Find the vector equation of the line passing through $(1,2,3)$ and parallel to the planes $\vec{r}=(\hat{i}-\hat{j}+2 \hat{k})=5$ and $\vec{r} \cdot(3 \hat{i}+\hat{j}+\hat{k})=6$.

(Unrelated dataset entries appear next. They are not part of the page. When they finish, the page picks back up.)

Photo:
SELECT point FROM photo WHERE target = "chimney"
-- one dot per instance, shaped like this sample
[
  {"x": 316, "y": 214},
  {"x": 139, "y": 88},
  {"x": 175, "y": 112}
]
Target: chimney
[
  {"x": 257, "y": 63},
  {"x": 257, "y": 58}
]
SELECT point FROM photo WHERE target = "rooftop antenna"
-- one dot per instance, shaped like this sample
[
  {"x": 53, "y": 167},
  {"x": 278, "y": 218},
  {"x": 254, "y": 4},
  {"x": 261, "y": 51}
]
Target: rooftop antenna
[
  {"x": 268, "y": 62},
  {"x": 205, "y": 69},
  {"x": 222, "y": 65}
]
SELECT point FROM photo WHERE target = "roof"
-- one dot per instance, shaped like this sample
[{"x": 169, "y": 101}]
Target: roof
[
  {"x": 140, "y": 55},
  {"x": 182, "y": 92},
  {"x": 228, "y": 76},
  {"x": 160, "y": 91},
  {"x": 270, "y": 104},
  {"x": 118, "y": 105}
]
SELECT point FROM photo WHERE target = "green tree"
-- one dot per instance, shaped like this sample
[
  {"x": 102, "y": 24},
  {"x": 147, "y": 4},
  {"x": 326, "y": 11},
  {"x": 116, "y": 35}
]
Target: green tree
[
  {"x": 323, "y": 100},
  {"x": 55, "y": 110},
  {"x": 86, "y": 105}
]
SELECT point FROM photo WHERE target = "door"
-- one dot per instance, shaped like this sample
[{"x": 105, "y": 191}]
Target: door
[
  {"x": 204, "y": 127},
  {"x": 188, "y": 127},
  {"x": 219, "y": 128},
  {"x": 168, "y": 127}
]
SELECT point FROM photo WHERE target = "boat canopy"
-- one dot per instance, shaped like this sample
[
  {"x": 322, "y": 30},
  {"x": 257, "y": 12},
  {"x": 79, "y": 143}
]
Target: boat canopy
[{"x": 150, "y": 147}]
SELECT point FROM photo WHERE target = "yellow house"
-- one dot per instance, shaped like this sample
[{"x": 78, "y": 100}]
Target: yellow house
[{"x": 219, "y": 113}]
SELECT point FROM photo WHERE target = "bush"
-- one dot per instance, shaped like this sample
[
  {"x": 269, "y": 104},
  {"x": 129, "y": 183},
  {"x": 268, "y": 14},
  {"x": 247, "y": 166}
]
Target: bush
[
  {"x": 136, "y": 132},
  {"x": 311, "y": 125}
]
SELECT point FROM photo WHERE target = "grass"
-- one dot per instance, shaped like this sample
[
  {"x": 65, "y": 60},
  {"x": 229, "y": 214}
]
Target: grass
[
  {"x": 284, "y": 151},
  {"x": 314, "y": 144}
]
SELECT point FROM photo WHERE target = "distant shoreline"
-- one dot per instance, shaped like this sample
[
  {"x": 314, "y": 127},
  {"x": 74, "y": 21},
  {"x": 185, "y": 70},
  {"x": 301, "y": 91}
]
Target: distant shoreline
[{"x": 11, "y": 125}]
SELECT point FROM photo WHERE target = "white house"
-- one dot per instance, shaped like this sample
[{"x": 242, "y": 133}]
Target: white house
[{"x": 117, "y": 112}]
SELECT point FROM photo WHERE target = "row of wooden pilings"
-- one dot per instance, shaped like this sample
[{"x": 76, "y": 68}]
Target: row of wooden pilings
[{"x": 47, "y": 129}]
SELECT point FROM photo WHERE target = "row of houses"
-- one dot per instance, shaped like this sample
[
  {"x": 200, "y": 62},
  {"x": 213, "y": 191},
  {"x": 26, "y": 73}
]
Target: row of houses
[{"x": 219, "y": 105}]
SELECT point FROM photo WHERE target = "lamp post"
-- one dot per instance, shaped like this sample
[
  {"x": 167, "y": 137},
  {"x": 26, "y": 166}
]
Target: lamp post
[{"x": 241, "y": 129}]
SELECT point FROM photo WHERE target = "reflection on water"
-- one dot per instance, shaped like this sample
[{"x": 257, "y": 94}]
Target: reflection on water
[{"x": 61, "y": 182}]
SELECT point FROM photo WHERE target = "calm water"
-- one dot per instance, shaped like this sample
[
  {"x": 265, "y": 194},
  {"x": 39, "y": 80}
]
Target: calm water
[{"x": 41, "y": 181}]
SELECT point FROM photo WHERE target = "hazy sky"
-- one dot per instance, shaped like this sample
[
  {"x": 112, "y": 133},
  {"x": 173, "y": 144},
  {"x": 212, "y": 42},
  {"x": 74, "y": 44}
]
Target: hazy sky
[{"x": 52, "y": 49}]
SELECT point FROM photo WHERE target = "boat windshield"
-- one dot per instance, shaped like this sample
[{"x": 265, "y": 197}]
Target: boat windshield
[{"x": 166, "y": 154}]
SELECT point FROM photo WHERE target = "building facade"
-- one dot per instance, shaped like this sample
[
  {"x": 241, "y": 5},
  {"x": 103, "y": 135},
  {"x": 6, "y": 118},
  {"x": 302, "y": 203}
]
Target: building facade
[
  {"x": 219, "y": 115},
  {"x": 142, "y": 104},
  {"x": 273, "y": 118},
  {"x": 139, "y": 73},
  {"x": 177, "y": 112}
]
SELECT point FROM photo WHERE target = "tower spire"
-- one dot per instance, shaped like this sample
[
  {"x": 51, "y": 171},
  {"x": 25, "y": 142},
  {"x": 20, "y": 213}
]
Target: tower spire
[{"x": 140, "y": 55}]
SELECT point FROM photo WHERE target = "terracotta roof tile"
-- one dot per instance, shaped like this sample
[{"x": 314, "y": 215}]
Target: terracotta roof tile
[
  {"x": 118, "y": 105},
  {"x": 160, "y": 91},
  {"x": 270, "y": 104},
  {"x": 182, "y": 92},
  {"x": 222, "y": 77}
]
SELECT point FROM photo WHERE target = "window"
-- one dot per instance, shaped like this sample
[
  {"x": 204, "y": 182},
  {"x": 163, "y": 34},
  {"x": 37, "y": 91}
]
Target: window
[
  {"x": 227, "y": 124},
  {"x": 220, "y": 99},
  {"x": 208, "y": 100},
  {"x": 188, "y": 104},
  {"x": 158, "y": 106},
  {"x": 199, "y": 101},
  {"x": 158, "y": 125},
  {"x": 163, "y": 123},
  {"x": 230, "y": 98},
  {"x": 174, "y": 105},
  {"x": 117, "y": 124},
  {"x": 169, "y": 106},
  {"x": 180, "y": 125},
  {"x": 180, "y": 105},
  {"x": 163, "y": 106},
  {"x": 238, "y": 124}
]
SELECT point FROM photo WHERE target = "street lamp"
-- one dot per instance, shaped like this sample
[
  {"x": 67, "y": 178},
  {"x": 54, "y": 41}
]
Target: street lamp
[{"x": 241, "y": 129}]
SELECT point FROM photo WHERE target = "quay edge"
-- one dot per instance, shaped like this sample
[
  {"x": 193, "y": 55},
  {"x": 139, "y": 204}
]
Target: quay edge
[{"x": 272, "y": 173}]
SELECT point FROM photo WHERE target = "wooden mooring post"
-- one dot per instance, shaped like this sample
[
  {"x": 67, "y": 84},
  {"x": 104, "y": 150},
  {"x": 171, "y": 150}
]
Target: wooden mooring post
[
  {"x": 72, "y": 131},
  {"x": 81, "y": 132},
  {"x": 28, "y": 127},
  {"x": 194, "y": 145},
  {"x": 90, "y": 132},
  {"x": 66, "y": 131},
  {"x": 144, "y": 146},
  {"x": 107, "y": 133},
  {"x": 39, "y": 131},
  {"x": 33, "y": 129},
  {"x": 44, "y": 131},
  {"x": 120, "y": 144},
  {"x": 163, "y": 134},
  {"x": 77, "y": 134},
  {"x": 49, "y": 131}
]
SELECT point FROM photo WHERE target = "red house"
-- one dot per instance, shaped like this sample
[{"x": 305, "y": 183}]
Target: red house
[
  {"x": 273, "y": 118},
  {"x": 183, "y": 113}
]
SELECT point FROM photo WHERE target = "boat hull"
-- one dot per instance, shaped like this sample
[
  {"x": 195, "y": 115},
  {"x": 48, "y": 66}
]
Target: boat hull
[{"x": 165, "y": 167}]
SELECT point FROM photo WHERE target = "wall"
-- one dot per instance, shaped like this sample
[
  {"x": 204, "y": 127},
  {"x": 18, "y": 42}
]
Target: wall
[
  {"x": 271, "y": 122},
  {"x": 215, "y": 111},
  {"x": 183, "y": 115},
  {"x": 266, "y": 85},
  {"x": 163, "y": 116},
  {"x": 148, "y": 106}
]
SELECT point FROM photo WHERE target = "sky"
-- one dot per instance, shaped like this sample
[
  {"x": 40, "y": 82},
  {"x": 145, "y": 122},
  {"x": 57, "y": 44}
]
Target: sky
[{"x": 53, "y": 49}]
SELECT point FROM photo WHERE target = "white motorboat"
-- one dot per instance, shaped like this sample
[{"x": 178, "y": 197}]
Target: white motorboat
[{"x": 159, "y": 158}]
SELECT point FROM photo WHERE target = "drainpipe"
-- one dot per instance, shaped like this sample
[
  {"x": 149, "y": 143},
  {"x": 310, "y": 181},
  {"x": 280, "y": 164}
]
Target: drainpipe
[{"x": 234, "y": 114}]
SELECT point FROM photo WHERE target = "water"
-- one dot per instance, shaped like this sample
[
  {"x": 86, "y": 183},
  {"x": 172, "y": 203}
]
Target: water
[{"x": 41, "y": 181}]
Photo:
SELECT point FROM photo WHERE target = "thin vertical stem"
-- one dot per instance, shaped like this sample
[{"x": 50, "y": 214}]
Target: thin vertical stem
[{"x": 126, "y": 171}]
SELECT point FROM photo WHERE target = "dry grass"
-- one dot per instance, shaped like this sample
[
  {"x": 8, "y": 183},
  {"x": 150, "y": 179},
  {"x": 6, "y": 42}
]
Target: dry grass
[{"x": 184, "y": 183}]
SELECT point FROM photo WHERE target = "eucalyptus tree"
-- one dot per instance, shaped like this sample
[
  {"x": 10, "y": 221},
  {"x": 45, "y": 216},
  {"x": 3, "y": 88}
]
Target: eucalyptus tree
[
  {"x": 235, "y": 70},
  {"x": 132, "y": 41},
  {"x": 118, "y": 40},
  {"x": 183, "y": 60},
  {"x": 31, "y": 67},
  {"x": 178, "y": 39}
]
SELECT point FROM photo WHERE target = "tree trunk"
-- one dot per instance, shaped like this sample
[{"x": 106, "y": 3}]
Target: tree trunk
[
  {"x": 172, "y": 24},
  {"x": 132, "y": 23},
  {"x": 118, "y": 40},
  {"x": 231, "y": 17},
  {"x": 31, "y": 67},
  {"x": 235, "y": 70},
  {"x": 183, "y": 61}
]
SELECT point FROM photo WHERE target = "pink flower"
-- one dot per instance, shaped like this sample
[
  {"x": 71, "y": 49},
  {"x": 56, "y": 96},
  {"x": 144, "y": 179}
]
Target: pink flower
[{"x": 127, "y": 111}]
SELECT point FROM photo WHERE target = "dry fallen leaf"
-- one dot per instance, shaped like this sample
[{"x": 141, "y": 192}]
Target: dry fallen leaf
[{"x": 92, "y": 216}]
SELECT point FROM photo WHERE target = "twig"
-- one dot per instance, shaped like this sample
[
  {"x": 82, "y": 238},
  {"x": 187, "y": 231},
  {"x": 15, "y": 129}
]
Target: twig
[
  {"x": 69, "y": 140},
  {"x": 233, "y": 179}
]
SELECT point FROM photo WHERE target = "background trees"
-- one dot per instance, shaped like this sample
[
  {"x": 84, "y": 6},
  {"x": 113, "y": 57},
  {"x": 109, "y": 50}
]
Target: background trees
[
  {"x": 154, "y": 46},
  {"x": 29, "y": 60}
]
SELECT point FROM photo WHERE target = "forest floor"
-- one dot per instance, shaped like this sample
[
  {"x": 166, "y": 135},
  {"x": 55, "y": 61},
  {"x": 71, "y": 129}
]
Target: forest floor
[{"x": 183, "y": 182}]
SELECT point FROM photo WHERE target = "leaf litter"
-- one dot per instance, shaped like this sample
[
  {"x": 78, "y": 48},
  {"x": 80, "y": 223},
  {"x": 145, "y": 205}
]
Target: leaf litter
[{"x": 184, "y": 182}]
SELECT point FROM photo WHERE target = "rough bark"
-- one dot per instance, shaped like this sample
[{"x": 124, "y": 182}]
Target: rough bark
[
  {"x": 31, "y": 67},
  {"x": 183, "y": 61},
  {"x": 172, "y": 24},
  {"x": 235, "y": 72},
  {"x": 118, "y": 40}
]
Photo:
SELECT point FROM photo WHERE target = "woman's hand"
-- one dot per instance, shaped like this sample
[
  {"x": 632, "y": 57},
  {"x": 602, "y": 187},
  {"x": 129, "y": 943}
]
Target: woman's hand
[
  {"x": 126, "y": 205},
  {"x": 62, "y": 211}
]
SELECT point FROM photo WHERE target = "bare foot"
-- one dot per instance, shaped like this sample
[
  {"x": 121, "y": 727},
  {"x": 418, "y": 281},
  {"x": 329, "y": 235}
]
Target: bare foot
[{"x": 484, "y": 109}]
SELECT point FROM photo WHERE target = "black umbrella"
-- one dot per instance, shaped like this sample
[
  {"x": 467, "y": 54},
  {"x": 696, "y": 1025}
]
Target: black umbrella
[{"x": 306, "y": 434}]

Let the required line be parallel to vector 
given by,
$\vec{b}=b_{1} \hat{i}+b_{2} \hat{j}+b_{3} \hat{k}$
The position vector of the point $(1,2,3)$ is $\vec{a}=\hat{i}+2 \hat{j}+3 \hat{k}$
The equation of line passing through $(1,2,3)$ and parallel to $\vec{b}$ is given by,
$\vec{r}=\vec{a}+\lambda \vec{b}$
$\Rightarrow \vec{r}(\hat{i}+2 \hat{j}+3 \hat{k})+\lambda\left(b_{1} \hat{i}+b_{2} \hat{j}+b_{3} \hat{k}\right)$ $\ldots(1)$
The equations of the given planes are
$\vec{r} \cdot(\hat{i}-\hat{j}+2 \hat{k})=5$ $\ldots(2)$
$\vec{r} \cdot(3 \hat{i}+\hat{j}+\hat{k})=6$ $\ldots(3)$
The line in equation (1) and plane in equation (2) are parallel. Therefore, the normal to the plane of equation (2) and the given line are perpendicular.
$\Rightarrow(\hat{i}-\hat{j}+2 \hat{k}) \cdot \lambda\left(b_{1} \hat{i}+b_{2} \hat{j}+b_{3} \hat{k}\right)=0$
$\Rightarrow \lambda\left(b_{1}-b_{2}+2 b_{3}\right)=0$
$\Rightarrow b_{1}-b_{2}+2 b_{3}=0$ $\ldots(4)$
Similarly, $(3 \hat{i}+\hat{j}+\hat{k}) \cdot \lambda\left(b_{1} \hat{i}+b_{2} \hat{j}+b_{3} \hat{k}\right)=0$
$\Rightarrow \lambda\left(3 b_{1}+b_{2}+b_{3}\right)=0$
$\Rightarrow 3 b_{1}+b_{2}+b_{3}=0$ $\ldots(5)$
From equations (4) and (5), we obtain
$\frac{b_{1}}{(-1) \times 1-1 \times 2}=\frac{b_{2}}{2 \times 3-1 \times 1}=\frac{b_{3}}{1 \times 1-3(-1)}$
$\Rightarrow \frac{b_{1}}{-3}=\frac{b_{2}}{5}=\frac{b_{3}}{4}$
Therefore, the direction ratios of $\vec{b}$ are $-3,5$, and $4 .$
$\therefore \vec{b}=b_{1} \hat{i}+b_{2} \hat{j}+b_{3} \hat{k}=-3 \hat{i}+5 \hat{j}+4 \hat{k}$
Substituting the value of $\vec{b}$ in equation (1), we obtain
$\vec{r}=(\hat{i}+2 \hat{j}+3 \hat{k})+\lambda(-3 \hat{i}+5 \hat{j}+4 \hat{k})$
This is the equation of the required line.